Alright, let’s dive into this whirlwind of numbers, huh? I mean, I don’t even know if I should start with the revenue… or maybe the profit… or—whatever, let’s just get into it. So, SingPost, this company, right? They said their revenue for the second half of FY2025 took a nosedive. Something like S$387.5 million, which sounds like a lot, until you realize it’s actually down by 12.1% from last year. So, yeah, not great, Bob. And the culprit? Apparently, our trusty Singapore postal services and some eCommerce stuff didn’t play nice. Figures.
And then—wait, where was I? Oh! The profits, or lack thereof, took a hit too. Down by 6.1%! How fun. Plus, they ended with a net loss of S$0.5 million. Like, yikes.

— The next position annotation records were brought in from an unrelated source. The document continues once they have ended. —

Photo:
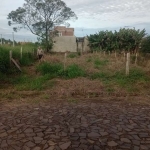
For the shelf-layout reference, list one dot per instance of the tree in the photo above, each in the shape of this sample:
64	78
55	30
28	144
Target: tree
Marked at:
40	17
145	45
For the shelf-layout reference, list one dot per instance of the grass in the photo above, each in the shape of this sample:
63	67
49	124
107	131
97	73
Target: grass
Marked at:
52	69
57	70
119	78
72	55
30	83
98	63
27	56
73	71
108	74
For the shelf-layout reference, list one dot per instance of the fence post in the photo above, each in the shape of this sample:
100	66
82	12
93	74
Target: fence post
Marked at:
65	61
124	56
21	52
136	56
104	53
127	64
10	56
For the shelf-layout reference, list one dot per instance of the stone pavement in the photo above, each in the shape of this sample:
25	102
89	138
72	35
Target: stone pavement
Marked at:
75	126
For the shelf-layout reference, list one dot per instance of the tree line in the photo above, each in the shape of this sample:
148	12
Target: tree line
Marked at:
129	40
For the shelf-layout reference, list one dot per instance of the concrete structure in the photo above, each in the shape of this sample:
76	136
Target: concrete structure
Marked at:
63	31
64	40
70	44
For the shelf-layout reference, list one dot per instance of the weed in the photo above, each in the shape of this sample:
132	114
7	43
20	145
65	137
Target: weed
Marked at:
27	83
72	55
73	71
100	63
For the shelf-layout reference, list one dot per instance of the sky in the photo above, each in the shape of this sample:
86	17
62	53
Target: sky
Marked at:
93	16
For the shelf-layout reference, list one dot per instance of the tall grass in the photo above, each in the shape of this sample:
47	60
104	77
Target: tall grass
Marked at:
119	77
24	82
27	56
57	70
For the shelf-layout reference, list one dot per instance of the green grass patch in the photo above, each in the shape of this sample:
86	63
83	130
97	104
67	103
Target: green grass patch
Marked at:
24	82
57	70
119	78
73	71
100	63
72	55
50	68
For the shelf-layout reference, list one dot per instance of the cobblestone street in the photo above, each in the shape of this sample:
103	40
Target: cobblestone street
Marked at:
75	126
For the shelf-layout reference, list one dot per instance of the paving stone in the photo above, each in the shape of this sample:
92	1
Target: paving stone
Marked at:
51	148
93	135
125	140
82	134
4	134
136	142
136	148
65	145
30	144
103	133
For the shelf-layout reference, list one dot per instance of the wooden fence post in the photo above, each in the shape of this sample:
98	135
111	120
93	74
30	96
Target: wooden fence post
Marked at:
124	56
128	64
10	56
65	61
136	56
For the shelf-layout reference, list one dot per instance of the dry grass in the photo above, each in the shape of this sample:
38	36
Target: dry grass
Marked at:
84	87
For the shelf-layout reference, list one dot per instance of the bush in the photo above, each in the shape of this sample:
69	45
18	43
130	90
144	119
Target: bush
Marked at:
73	71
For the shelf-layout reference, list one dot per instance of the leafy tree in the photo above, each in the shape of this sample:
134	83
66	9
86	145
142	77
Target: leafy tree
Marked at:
145	45
40	16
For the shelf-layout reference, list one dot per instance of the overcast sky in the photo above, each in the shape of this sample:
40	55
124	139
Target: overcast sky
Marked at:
93	16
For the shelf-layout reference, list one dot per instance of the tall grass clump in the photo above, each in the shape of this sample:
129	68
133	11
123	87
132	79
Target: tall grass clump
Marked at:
72	55
4	60
100	63
73	71
50	68
24	82
119	77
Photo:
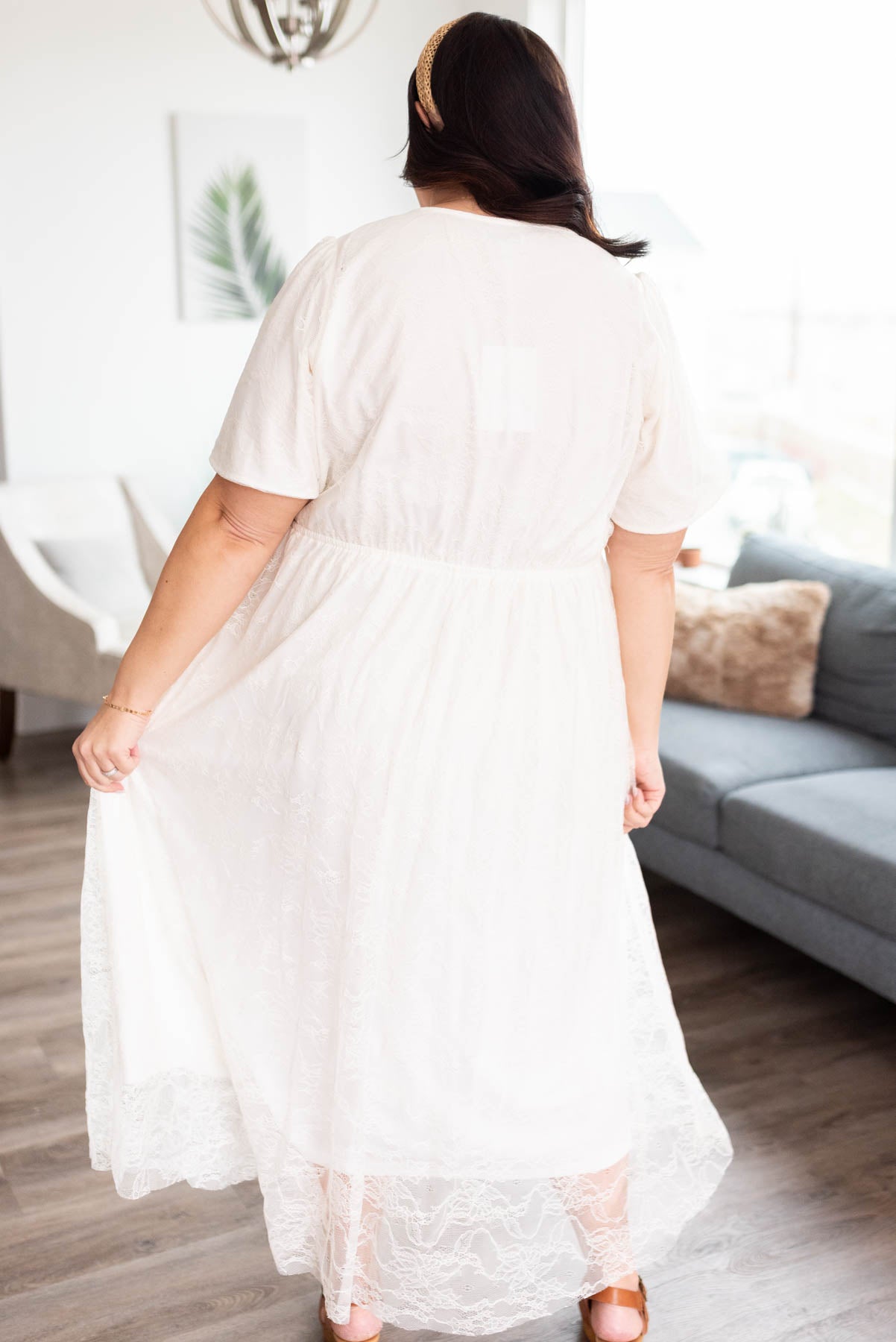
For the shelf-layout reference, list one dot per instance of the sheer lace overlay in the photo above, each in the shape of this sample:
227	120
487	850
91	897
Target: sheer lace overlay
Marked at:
364	924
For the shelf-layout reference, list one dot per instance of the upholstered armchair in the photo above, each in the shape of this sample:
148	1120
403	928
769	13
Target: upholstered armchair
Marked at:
78	563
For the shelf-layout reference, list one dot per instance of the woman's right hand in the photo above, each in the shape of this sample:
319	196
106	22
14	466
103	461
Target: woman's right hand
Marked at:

But here’s a twist: they sold this Australian thingy, SPAI (sounds like something out of a sci-fi, doesn’t it?) in March 2025. Anyway, they snagged S$222.2 million from that sale. That’s some serious chedda.

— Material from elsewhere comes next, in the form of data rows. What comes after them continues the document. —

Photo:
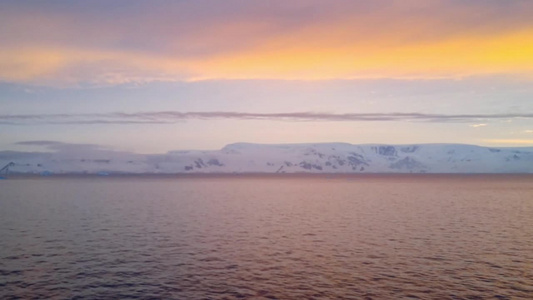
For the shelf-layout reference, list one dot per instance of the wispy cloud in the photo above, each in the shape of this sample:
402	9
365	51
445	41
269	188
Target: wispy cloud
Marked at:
104	42
169	117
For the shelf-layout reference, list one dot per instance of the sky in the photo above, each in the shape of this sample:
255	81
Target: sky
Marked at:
154	76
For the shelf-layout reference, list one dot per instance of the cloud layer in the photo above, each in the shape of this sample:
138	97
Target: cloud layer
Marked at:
66	42
169	117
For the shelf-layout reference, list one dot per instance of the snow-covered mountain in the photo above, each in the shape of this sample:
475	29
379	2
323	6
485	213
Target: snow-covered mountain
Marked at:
283	158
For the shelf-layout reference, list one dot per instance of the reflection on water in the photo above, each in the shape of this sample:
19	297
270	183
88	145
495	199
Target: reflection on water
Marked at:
374	237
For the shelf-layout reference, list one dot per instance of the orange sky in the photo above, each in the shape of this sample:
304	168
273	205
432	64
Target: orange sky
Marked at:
345	40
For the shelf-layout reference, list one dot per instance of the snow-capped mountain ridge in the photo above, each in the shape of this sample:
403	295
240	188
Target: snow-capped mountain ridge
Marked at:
285	158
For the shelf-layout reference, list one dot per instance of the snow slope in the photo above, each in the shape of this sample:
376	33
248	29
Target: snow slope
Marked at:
284	158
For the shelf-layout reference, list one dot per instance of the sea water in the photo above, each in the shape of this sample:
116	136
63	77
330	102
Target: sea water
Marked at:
261	237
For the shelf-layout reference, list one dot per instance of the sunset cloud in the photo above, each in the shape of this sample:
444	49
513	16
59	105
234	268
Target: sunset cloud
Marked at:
169	117
84	42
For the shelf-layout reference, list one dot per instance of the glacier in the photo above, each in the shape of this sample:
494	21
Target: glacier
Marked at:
244	158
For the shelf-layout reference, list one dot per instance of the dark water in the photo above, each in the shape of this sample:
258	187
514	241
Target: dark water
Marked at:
466	237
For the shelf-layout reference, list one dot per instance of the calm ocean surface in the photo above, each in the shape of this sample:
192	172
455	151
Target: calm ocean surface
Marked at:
373	237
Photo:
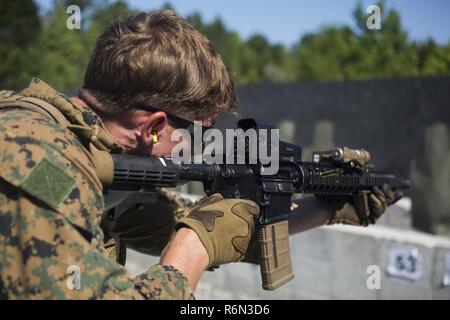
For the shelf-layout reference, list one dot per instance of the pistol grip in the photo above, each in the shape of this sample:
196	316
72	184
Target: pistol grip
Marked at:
275	255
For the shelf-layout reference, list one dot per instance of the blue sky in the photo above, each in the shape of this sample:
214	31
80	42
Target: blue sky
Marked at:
285	21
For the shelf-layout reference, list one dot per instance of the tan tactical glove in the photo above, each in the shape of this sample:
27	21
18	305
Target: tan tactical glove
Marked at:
224	226
362	209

Now, oddly, that’s how SingPost’s net profit looked all shiny and new, jumping to S$222.9 million just like that. Magic? Probably not. But they got all generous and threw a 9 cents per share special dividend. Eh, I suppose it’s like throwing crumbs back, around two-thirds of what they got from ditching SPAI. Hopefully, the shareholders were thrilled. Or at least mildly amused.
Oh, and about those different segments—well, it was a mixed bag. Singapore-side of things? Revenues dropped by 5.8% to S$160.2 million. Blame it on eCommerce delivery volumes going down by 16.8%. Ouch. Yet somehow, the Singapore Property segment decided to be all overachiever and increased by 10.7%, reaching S$44.0 million. Go figure.
So yeah, this SingPost story is kind of a rollercoaster, isn’t it? Or maybe I just got caught up in the numbers. Nothing like a little fiscal drama to spice up your day, right?